Commonly used generalist tools

Published

July 25, 2025

Fiji

Fiji is a distribution of the ImageJ open-source software package for analyzing scientific images. Fiji (and ImageJ) is Java-based and has an easy-to-install graphical user interface (GUI) application for Linux, macOS, and Windows. Importantly, Fiji bundles in many popular plugins for image analysis and includes an installer and updater mechanism. A list of all plugins can be found here. It has robust support for macros, including a recorder, as well as scripting. Thanks to the Bio-formats Importer, Fiji can open a wide range of file formats, including many vendor specific and proprietary ones. Overall, Fiji is extremely flexible: it can act as an image viewer, be used for annotation, or serve as a flexible image analysis platform. Importantly, it has a very large and diverse user base so getting help can be easy. For an excellent “Getting started” tutorial, see this I2K2022 Introduction to Fiji video.

CellProfiler

CellProfiler is a Python-based software package focused on image processing and analysis. It has an easy-to-install graphical user interface (GUI) application for macOS and Windows that enables setting up pipelines that include multiple processing and analysis steps, from reading in the image to exporting a data table.
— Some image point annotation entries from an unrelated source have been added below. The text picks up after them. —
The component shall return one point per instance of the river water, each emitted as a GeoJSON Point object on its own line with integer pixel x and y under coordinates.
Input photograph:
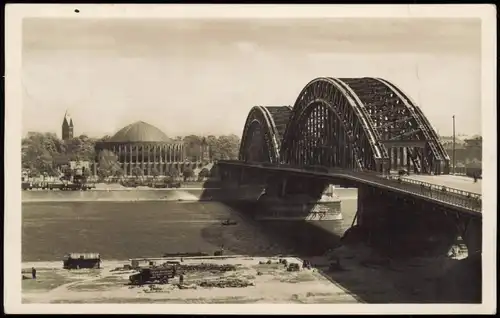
{"type": "Point", "coordinates": [123, 230]}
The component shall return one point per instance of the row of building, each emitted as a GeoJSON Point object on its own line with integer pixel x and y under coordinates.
{"type": "Point", "coordinates": [140, 146]}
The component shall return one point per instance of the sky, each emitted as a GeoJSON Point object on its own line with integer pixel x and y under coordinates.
{"type": "Point", "coordinates": [203, 76]}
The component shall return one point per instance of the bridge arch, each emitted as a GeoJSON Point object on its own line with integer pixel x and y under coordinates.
{"type": "Point", "coordinates": [354, 123]}
{"type": "Point", "coordinates": [262, 133]}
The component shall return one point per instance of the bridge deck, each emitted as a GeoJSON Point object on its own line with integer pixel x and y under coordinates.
{"type": "Point", "coordinates": [450, 181]}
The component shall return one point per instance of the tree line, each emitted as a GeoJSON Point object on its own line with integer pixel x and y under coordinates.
{"type": "Point", "coordinates": [42, 153]}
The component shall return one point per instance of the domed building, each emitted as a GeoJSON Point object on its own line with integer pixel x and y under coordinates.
{"type": "Point", "coordinates": [145, 146]}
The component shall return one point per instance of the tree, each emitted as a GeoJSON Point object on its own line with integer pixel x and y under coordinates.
{"type": "Point", "coordinates": [204, 173]}
{"type": "Point", "coordinates": [108, 163]}
{"type": "Point", "coordinates": [192, 144]}
{"type": "Point", "coordinates": [187, 173]}
{"type": "Point", "coordinates": [119, 173]}
{"type": "Point", "coordinates": [137, 172]}
{"type": "Point", "coordinates": [172, 172]}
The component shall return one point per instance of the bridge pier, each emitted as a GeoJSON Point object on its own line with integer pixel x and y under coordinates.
{"type": "Point", "coordinates": [407, 226]}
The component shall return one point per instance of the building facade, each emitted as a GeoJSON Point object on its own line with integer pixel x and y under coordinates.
{"type": "Point", "coordinates": [67, 127]}
{"type": "Point", "coordinates": [145, 147]}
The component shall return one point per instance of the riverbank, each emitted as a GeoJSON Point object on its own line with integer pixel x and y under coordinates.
{"type": "Point", "coordinates": [267, 281]}
{"type": "Point", "coordinates": [147, 194]}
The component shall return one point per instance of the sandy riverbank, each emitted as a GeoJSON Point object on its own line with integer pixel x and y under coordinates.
{"type": "Point", "coordinates": [270, 283]}
{"type": "Point", "coordinates": [120, 193]}
{"type": "Point", "coordinates": [363, 277]}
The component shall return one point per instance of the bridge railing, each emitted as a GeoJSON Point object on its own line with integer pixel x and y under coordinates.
{"type": "Point", "coordinates": [441, 193]}
{"type": "Point", "coordinates": [451, 196]}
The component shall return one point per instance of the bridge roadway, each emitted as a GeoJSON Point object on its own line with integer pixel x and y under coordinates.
{"type": "Point", "coordinates": [450, 181]}
{"type": "Point", "coordinates": [428, 187]}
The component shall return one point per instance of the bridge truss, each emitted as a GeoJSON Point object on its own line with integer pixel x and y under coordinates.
{"type": "Point", "coordinates": [349, 123]}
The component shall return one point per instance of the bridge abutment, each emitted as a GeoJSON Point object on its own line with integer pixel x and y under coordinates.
{"type": "Point", "coordinates": [405, 225]}
{"type": "Point", "coordinates": [291, 198]}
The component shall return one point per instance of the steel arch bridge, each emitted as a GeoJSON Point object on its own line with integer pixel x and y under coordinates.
{"type": "Point", "coordinates": [364, 124]}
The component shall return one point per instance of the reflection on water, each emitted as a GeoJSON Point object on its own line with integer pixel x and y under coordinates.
{"type": "Point", "coordinates": [123, 230]}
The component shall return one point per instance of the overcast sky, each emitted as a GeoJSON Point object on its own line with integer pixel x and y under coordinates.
{"type": "Point", "coordinates": [203, 76]}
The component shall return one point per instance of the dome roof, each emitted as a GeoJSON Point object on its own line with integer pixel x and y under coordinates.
{"type": "Point", "coordinates": [139, 132]}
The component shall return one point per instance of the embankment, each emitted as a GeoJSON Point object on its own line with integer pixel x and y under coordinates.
{"type": "Point", "coordinates": [182, 194]}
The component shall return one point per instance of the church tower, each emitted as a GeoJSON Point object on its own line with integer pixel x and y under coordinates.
{"type": "Point", "coordinates": [67, 127]}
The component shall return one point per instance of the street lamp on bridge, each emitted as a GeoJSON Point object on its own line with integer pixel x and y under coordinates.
{"type": "Point", "coordinates": [453, 151]}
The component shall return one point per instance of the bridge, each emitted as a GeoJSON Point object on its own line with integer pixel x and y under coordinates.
{"type": "Point", "coordinates": [358, 132]}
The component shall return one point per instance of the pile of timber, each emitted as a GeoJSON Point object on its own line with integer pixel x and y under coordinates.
{"type": "Point", "coordinates": [206, 268]}
{"type": "Point", "coordinates": [223, 283]}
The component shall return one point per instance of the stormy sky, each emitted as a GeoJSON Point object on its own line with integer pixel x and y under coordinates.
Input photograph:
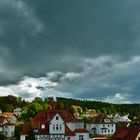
{"type": "Point", "coordinates": [84, 49]}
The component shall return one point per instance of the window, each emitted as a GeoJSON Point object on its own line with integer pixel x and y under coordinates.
{"type": "Point", "coordinates": [60, 127]}
{"type": "Point", "coordinates": [57, 118]}
{"type": "Point", "coordinates": [43, 126]}
{"type": "Point", "coordinates": [81, 137]}
{"type": "Point", "coordinates": [54, 127]}
{"type": "Point", "coordinates": [57, 127]}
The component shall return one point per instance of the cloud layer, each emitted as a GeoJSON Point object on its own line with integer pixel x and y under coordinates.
{"type": "Point", "coordinates": [80, 49]}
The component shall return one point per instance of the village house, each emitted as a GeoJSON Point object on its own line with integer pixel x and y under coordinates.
{"type": "Point", "coordinates": [101, 125]}
{"type": "Point", "coordinates": [17, 111]}
{"type": "Point", "coordinates": [55, 125]}
{"type": "Point", "coordinates": [127, 133]}
{"type": "Point", "coordinates": [7, 129]}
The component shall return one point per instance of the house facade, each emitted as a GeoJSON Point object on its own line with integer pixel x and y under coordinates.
{"type": "Point", "coordinates": [127, 133]}
{"type": "Point", "coordinates": [101, 125]}
{"type": "Point", "coordinates": [56, 125]}
{"type": "Point", "coordinates": [8, 130]}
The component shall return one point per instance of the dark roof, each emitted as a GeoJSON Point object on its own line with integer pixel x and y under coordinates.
{"type": "Point", "coordinates": [1, 119]}
{"type": "Point", "coordinates": [26, 128]}
{"type": "Point", "coordinates": [80, 131]}
{"type": "Point", "coordinates": [45, 116]}
{"type": "Point", "coordinates": [100, 118]}
{"type": "Point", "coordinates": [8, 124]}
{"type": "Point", "coordinates": [43, 131]}
{"type": "Point", "coordinates": [126, 133]}
{"type": "Point", "coordinates": [68, 132]}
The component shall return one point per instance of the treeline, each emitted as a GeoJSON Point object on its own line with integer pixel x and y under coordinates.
{"type": "Point", "coordinates": [9, 103]}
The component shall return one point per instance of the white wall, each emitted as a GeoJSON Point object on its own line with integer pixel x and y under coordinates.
{"type": "Point", "coordinates": [71, 137]}
{"type": "Point", "coordinates": [9, 130]}
{"type": "Point", "coordinates": [71, 125]}
{"type": "Point", "coordinates": [99, 130]}
{"type": "Point", "coordinates": [85, 135]}
{"type": "Point", "coordinates": [138, 137]}
{"type": "Point", "coordinates": [54, 124]}
{"type": "Point", "coordinates": [22, 137]}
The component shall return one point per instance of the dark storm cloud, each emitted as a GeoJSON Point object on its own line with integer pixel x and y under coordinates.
{"type": "Point", "coordinates": [87, 48]}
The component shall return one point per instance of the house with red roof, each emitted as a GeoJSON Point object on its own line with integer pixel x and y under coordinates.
{"type": "Point", "coordinates": [55, 125]}
{"type": "Point", "coordinates": [101, 125]}
{"type": "Point", "coordinates": [6, 128]}
{"type": "Point", "coordinates": [127, 133]}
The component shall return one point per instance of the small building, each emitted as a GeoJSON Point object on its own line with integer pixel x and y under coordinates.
{"type": "Point", "coordinates": [17, 111]}
{"type": "Point", "coordinates": [101, 125]}
{"type": "Point", "coordinates": [127, 133]}
{"type": "Point", "coordinates": [56, 125]}
{"type": "Point", "coordinates": [8, 130]}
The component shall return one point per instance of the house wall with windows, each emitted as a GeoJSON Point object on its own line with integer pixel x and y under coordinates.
{"type": "Point", "coordinates": [8, 130]}
{"type": "Point", "coordinates": [57, 125]}
{"type": "Point", "coordinates": [82, 136]}
{"type": "Point", "coordinates": [101, 129]}
{"type": "Point", "coordinates": [138, 137]}
{"type": "Point", "coordinates": [70, 138]}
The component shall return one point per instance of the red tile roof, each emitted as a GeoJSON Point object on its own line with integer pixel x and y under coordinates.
{"type": "Point", "coordinates": [26, 128]}
{"type": "Point", "coordinates": [45, 116]}
{"type": "Point", "coordinates": [43, 131]}
{"type": "Point", "coordinates": [7, 114]}
{"type": "Point", "coordinates": [100, 118]}
{"type": "Point", "coordinates": [7, 124]}
{"type": "Point", "coordinates": [80, 131]}
{"type": "Point", "coordinates": [126, 133]}
{"type": "Point", "coordinates": [68, 132]}
{"type": "Point", "coordinates": [1, 119]}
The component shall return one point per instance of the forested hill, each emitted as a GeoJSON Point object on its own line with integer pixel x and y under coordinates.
{"type": "Point", "coordinates": [9, 103]}
{"type": "Point", "coordinates": [132, 109]}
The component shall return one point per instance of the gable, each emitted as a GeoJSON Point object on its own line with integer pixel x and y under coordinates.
{"type": "Point", "coordinates": [57, 119]}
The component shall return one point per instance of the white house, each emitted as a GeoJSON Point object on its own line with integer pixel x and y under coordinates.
{"type": "Point", "coordinates": [56, 125]}
{"type": "Point", "coordinates": [8, 130]}
{"type": "Point", "coordinates": [2, 122]}
{"type": "Point", "coordinates": [17, 111]}
{"type": "Point", "coordinates": [101, 125]}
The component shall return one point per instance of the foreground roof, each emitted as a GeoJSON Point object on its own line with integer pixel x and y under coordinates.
{"type": "Point", "coordinates": [126, 133]}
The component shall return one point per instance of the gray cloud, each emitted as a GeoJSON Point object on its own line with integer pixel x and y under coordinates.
{"type": "Point", "coordinates": [89, 48]}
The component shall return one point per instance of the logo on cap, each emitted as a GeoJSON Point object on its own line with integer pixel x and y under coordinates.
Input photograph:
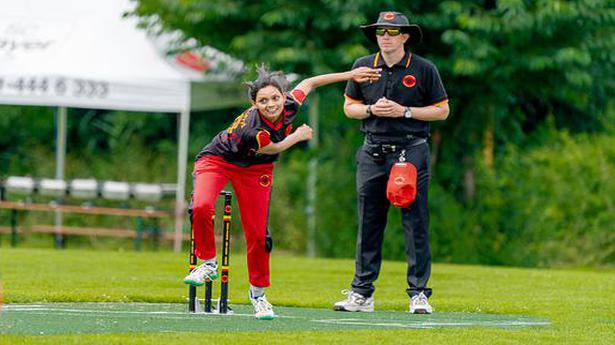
{"type": "Point", "coordinates": [409, 80]}
{"type": "Point", "coordinates": [389, 16]}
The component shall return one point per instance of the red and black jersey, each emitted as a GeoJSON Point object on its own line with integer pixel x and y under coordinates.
{"type": "Point", "coordinates": [239, 143]}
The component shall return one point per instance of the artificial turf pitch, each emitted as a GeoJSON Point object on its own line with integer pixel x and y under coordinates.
{"type": "Point", "coordinates": [80, 318]}
{"type": "Point", "coordinates": [80, 290]}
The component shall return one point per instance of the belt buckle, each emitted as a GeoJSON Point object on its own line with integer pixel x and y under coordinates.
{"type": "Point", "coordinates": [386, 148]}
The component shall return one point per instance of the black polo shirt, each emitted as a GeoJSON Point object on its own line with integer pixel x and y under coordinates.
{"type": "Point", "coordinates": [412, 82]}
{"type": "Point", "coordinates": [250, 131]}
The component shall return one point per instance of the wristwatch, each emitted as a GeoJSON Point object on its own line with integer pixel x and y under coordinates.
{"type": "Point", "coordinates": [408, 113]}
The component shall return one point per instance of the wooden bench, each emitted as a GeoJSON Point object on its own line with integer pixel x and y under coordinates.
{"type": "Point", "coordinates": [137, 235]}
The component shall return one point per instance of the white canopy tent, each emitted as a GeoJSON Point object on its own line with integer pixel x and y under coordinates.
{"type": "Point", "coordinates": [85, 54]}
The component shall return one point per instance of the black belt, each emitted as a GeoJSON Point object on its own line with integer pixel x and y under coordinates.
{"type": "Point", "coordinates": [394, 143]}
{"type": "Point", "coordinates": [378, 147]}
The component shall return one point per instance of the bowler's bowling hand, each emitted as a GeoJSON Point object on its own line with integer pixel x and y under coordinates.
{"type": "Point", "coordinates": [304, 132]}
{"type": "Point", "coordinates": [364, 74]}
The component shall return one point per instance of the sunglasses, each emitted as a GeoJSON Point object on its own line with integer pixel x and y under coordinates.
{"type": "Point", "coordinates": [390, 31]}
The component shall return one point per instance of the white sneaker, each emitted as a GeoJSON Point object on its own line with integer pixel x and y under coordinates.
{"type": "Point", "coordinates": [263, 310]}
{"type": "Point", "coordinates": [355, 302]}
{"type": "Point", "coordinates": [420, 305]}
{"type": "Point", "coordinates": [198, 276]}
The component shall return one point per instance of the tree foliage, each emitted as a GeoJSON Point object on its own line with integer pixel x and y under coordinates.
{"type": "Point", "coordinates": [508, 65]}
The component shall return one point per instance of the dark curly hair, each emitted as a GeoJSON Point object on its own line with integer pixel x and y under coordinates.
{"type": "Point", "coordinates": [265, 78]}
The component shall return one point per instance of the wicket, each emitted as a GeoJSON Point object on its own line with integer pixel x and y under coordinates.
{"type": "Point", "coordinates": [222, 305]}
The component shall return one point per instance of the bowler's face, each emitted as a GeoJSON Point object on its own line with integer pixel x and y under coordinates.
{"type": "Point", "coordinates": [270, 102]}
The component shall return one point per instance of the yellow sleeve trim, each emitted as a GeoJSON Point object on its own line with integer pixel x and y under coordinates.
{"type": "Point", "coordinates": [258, 140]}
{"type": "Point", "coordinates": [440, 103]}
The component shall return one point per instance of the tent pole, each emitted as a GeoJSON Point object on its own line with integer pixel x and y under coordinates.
{"type": "Point", "coordinates": [61, 118]}
{"type": "Point", "coordinates": [311, 193]}
{"type": "Point", "coordinates": [182, 157]}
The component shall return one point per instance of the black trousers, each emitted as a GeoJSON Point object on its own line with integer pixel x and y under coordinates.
{"type": "Point", "coordinates": [373, 206]}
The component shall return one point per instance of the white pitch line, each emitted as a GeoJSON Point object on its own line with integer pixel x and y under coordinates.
{"type": "Point", "coordinates": [430, 324]}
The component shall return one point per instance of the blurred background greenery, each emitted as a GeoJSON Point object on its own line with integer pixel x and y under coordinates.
{"type": "Point", "coordinates": [523, 169]}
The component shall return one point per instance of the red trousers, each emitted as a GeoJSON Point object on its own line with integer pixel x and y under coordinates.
{"type": "Point", "coordinates": [252, 187]}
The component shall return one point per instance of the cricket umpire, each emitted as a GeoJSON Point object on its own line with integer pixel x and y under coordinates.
{"type": "Point", "coordinates": [395, 112]}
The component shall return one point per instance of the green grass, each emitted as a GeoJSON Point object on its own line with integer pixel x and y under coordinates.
{"type": "Point", "coordinates": [579, 303]}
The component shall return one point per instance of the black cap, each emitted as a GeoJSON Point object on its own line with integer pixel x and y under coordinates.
{"type": "Point", "coordinates": [394, 19]}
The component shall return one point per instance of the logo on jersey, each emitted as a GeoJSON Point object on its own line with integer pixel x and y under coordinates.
{"type": "Point", "coordinates": [409, 80]}
{"type": "Point", "coordinates": [265, 180]}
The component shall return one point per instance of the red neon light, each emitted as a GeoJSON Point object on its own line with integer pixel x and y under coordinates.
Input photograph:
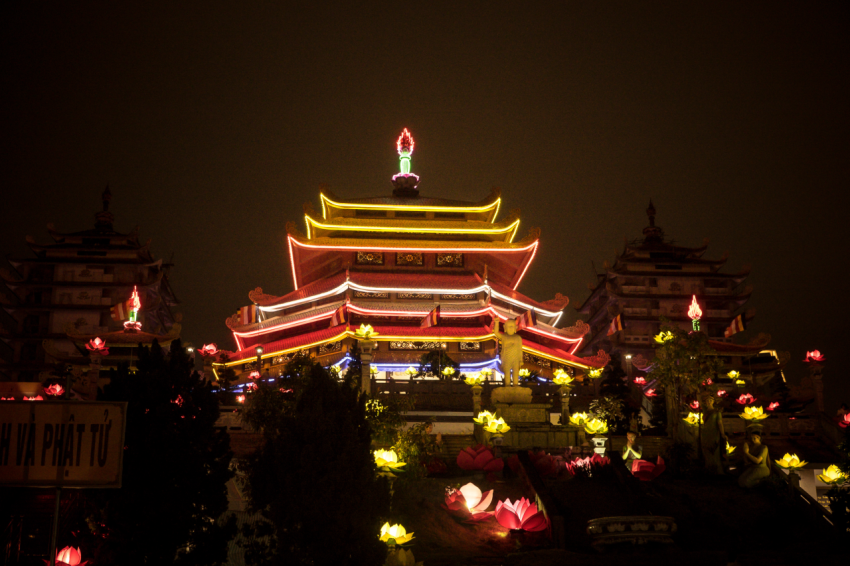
{"type": "Point", "coordinates": [404, 144]}
{"type": "Point", "coordinates": [694, 312]}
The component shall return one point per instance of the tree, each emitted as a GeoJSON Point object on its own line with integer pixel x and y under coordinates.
{"type": "Point", "coordinates": [314, 479]}
{"type": "Point", "coordinates": [175, 469]}
{"type": "Point", "coordinates": [683, 360]}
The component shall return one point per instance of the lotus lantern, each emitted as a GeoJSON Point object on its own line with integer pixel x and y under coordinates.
{"type": "Point", "coordinates": [395, 534]}
{"type": "Point", "coordinates": [497, 426]}
{"type": "Point", "coordinates": [596, 426]}
{"type": "Point", "coordinates": [578, 419]}
{"type": "Point", "coordinates": [694, 419]}
{"type": "Point", "coordinates": [753, 414]}
{"type": "Point", "coordinates": [833, 476]}
{"type": "Point", "coordinates": [790, 462]}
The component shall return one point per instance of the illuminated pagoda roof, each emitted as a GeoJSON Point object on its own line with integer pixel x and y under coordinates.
{"type": "Point", "coordinates": [388, 262]}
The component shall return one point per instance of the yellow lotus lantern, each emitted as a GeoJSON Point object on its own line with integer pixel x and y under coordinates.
{"type": "Point", "coordinates": [387, 460]}
{"type": "Point", "coordinates": [484, 417]}
{"type": "Point", "coordinates": [395, 534]}
{"type": "Point", "coordinates": [694, 419]}
{"type": "Point", "coordinates": [497, 426]}
{"type": "Point", "coordinates": [832, 475]}
{"type": "Point", "coordinates": [365, 332]}
{"type": "Point", "coordinates": [578, 419]}
{"type": "Point", "coordinates": [753, 414]}
{"type": "Point", "coordinates": [562, 378]}
{"type": "Point", "coordinates": [790, 462]}
{"type": "Point", "coordinates": [474, 380]}
{"type": "Point", "coordinates": [663, 337]}
{"type": "Point", "coordinates": [595, 426]}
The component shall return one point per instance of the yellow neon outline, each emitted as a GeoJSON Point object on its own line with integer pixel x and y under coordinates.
{"type": "Point", "coordinates": [494, 231]}
{"type": "Point", "coordinates": [351, 206]}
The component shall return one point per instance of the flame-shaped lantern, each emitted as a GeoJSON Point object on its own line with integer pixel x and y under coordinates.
{"type": "Point", "coordinates": [695, 313]}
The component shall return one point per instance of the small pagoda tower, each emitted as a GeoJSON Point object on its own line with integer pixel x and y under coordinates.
{"type": "Point", "coordinates": [426, 274]}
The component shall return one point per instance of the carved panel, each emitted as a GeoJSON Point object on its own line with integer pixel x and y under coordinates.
{"type": "Point", "coordinates": [423, 296]}
{"type": "Point", "coordinates": [330, 348]}
{"type": "Point", "coordinates": [409, 345]}
{"type": "Point", "coordinates": [450, 260]}
{"type": "Point", "coordinates": [370, 258]}
{"type": "Point", "coordinates": [408, 258]}
{"type": "Point", "coordinates": [365, 295]}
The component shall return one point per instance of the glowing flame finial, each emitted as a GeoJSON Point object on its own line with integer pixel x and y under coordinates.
{"type": "Point", "coordinates": [695, 313]}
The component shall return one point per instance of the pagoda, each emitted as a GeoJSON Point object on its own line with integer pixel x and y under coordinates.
{"type": "Point", "coordinates": [74, 291]}
{"type": "Point", "coordinates": [426, 274]}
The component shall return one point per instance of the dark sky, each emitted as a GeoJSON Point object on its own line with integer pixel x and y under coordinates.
{"type": "Point", "coordinates": [213, 124]}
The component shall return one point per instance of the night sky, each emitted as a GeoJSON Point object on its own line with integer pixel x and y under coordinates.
{"type": "Point", "coordinates": [212, 124]}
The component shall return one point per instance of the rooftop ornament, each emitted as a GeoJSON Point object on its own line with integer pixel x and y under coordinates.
{"type": "Point", "coordinates": [695, 313]}
{"type": "Point", "coordinates": [814, 356]}
{"type": "Point", "coordinates": [753, 414]}
{"type": "Point", "coordinates": [833, 476]}
{"type": "Point", "coordinates": [790, 462]}
{"type": "Point", "coordinates": [520, 515]}
{"type": "Point", "coordinates": [395, 535]}
{"type": "Point", "coordinates": [97, 346]}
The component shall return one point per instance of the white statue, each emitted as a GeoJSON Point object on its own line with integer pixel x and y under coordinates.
{"type": "Point", "coordinates": [511, 351]}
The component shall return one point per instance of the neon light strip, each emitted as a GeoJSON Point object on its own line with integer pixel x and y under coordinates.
{"type": "Point", "coordinates": [423, 230]}
{"type": "Point", "coordinates": [353, 206]}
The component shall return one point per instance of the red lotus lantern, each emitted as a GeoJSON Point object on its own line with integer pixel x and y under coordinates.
{"type": "Point", "coordinates": [55, 389]}
{"type": "Point", "coordinates": [814, 356]}
{"type": "Point", "coordinates": [695, 313]}
{"type": "Point", "coordinates": [97, 346]}
{"type": "Point", "coordinates": [745, 399]}
{"type": "Point", "coordinates": [520, 515]}
{"type": "Point", "coordinates": [208, 350]}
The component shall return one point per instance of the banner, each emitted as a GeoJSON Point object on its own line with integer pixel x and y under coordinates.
{"type": "Point", "coordinates": [61, 443]}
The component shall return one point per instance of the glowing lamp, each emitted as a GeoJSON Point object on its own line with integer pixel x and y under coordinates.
{"type": "Point", "coordinates": [474, 380]}
{"type": "Point", "coordinates": [832, 476]}
{"type": "Point", "coordinates": [578, 419]}
{"type": "Point", "coordinates": [596, 426]}
{"type": "Point", "coordinates": [395, 534]}
{"type": "Point", "coordinates": [55, 390]}
{"type": "Point", "coordinates": [520, 515]}
{"type": "Point", "coordinates": [695, 313]}
{"type": "Point", "coordinates": [754, 414]}
{"type": "Point", "coordinates": [497, 426]}
{"type": "Point", "coordinates": [69, 556]}
{"type": "Point", "coordinates": [694, 419]}
{"type": "Point", "coordinates": [814, 356]}
{"type": "Point", "coordinates": [663, 337]}
{"type": "Point", "coordinates": [790, 462]}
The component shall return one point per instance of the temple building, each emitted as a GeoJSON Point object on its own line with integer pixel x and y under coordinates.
{"type": "Point", "coordinates": [75, 290]}
{"type": "Point", "coordinates": [427, 274]}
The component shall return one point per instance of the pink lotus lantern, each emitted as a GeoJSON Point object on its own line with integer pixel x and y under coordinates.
{"type": "Point", "coordinates": [745, 399]}
{"type": "Point", "coordinates": [520, 515]}
{"type": "Point", "coordinates": [97, 346]}
{"type": "Point", "coordinates": [479, 458]}
{"type": "Point", "coordinates": [469, 501]}
{"type": "Point", "coordinates": [645, 470]}
{"type": "Point", "coordinates": [69, 556]}
{"type": "Point", "coordinates": [55, 389]}
{"type": "Point", "coordinates": [814, 356]}
{"type": "Point", "coordinates": [208, 350]}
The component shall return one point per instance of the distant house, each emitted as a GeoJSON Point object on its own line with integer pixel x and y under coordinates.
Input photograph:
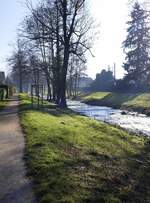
{"type": "Point", "coordinates": [85, 82]}
{"type": "Point", "coordinates": [2, 78]}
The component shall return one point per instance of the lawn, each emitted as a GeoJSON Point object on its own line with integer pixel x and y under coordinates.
{"type": "Point", "coordinates": [3, 103]}
{"type": "Point", "coordinates": [74, 159]}
{"type": "Point", "coordinates": [137, 102]}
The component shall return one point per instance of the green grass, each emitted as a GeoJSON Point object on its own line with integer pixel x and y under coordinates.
{"type": "Point", "coordinates": [3, 103]}
{"type": "Point", "coordinates": [138, 102]}
{"type": "Point", "coordinates": [74, 159]}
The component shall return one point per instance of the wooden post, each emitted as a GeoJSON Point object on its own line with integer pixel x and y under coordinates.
{"type": "Point", "coordinates": [32, 95]}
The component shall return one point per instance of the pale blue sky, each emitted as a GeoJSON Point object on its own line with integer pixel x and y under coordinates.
{"type": "Point", "coordinates": [111, 14]}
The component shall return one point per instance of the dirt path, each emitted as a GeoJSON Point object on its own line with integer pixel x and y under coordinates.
{"type": "Point", "coordinates": [14, 185]}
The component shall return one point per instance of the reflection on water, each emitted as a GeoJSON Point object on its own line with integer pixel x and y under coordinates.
{"type": "Point", "coordinates": [135, 122]}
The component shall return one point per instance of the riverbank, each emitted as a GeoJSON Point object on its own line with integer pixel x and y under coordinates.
{"type": "Point", "coordinates": [131, 102]}
{"type": "Point", "coordinates": [75, 159]}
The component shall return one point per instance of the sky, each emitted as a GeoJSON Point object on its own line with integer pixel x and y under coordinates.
{"type": "Point", "coordinates": [111, 15]}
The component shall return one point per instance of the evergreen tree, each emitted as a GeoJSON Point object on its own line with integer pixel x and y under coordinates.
{"type": "Point", "coordinates": [136, 45]}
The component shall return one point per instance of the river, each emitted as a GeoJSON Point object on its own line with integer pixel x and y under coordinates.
{"type": "Point", "coordinates": [132, 121]}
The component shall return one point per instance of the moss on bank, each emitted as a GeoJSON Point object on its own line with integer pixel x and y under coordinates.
{"type": "Point", "coordinates": [135, 102]}
{"type": "Point", "coordinates": [74, 159]}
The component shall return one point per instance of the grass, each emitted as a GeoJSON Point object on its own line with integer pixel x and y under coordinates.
{"type": "Point", "coordinates": [3, 103]}
{"type": "Point", "coordinates": [137, 102]}
{"type": "Point", "coordinates": [74, 159]}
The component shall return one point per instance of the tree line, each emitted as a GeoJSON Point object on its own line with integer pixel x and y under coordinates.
{"type": "Point", "coordinates": [137, 56]}
{"type": "Point", "coordinates": [51, 48]}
In this way, it was designed to permit batch analysis of images without requiring scripting/coding. It has a wide range of image (pre)processing algorithms implemented as modules, along with extensive in-app documentation. However, it has limited viewing capabilities and no annotation tools. Similarly to Fiji, CellProfiler uses Bio-formats to read a wide range of image file formats. At present, CellProfiler has a modest and experimental plugin ecosystem. For an excellent “Getting started” tutorial, see this I2K2022 Introduction to CellProfiler video.

QuPath

QuPath is a Java-based image visualization, annotation, and analysis package. It has an easy-to-install graphical user interface (GUI) application for Linux, macOS, and Windows. While many associate QuPath with digital pathology applications, it is actually a general 2D-focused tool that enables manual annotation, as well as automated pixel and object classification. It supports reading a wide range of image formats (including those from popular slide scanners) using Bio-formats (as Fiji and CellProfiler), as well as OpenSlide. Importantly, QuPath has excellent performance for large 2D images, like whole slide images, without the need for manual tiling. A Command History and Groovy scripting can be used to automate workflows. QuPath has a modest, but powerful extension ecosystem, but lacks a central listing. If you’re familiar with Fiji, but new to QuPath, you may want to see this QuPath for Fiji users I2K2022 vieo, otherwise this Introduction to QuPath video from Samples to Knowledge 2023 is a good place to start. Finally, for an overview of core QuPath workflow concepts, including annotations, detections, and classifiers, please see this QuPath Concepts video from 2023 Samples to Knowledge.

OMERO.iviewer

OMERO.iviewer is a powerful web-based viewer for images managed using the OMERO data management system. OMERO.iviewer permits performant browsing of large multichannel images remotely (it does not possess 3D rendering capability). Additionally, it has annotation tools for drawing and labeling regions of interest, as well as making simple measurements.

napari

napari is a Python image visualization and annotation application. While typically installed as a Python package, it does have a bundled installation with a built-in Python environment on Linux, macOS, and Windows. napari provides a graphical user interface (GUI) for viewing n-dimensional data, such as images, as well as annotating with points, polygons, or labels. While napari does not include any built-in analysis tools, it seamlessly integrates with the Scientific Python ecosystem, as well as Python libraries, thanks to a built-in Python console and Python API. Further, it is a robust ecosystem of plugins that enable a wide range of file import, analysis (including machine learning), and annotation functions. For an overview of its capabilities, see the Volume Imaging Australia webinar (Oct. 2024) by Juan Nunez-Iglesias.

3D Slicer

3D Slicer is free, open source software for visualization, processing, segmentation, registration, and analysis of medical/biomedical (and other) 3D images and meshes. It supports visualizing a wide range of datasets, including images, segmentations, surfaces, annotations, transformations, etc., in 2D, 3D, and 4D. It has an easy-to-install graphical user interface (GUI) application for Linux, macOS, and Windows. 3D Slicer is particularly well-suited for working with modalities like computed tomography (CT) or magnetic resonance imaging (MRI), but microscopy is also supported. It has a wide range of built-in tools for image segmentation, registration, and visualization. Additionally, it has a large ecosystem of >150 extensions that can be installed to add functionality. In addition to the documentation, 3D Slicer has a variety of tutorials and an active support and discussion forum.


Finding more tools

  • For a more in-depth curated, categorized listing of open source bioimage analysis tools, see this awesome list.
     
  • The BioImage Informatics Index (Biii), also called “BISE” is a community-curated search engine for finding bioimage analysis software tools, workflows, and training materials.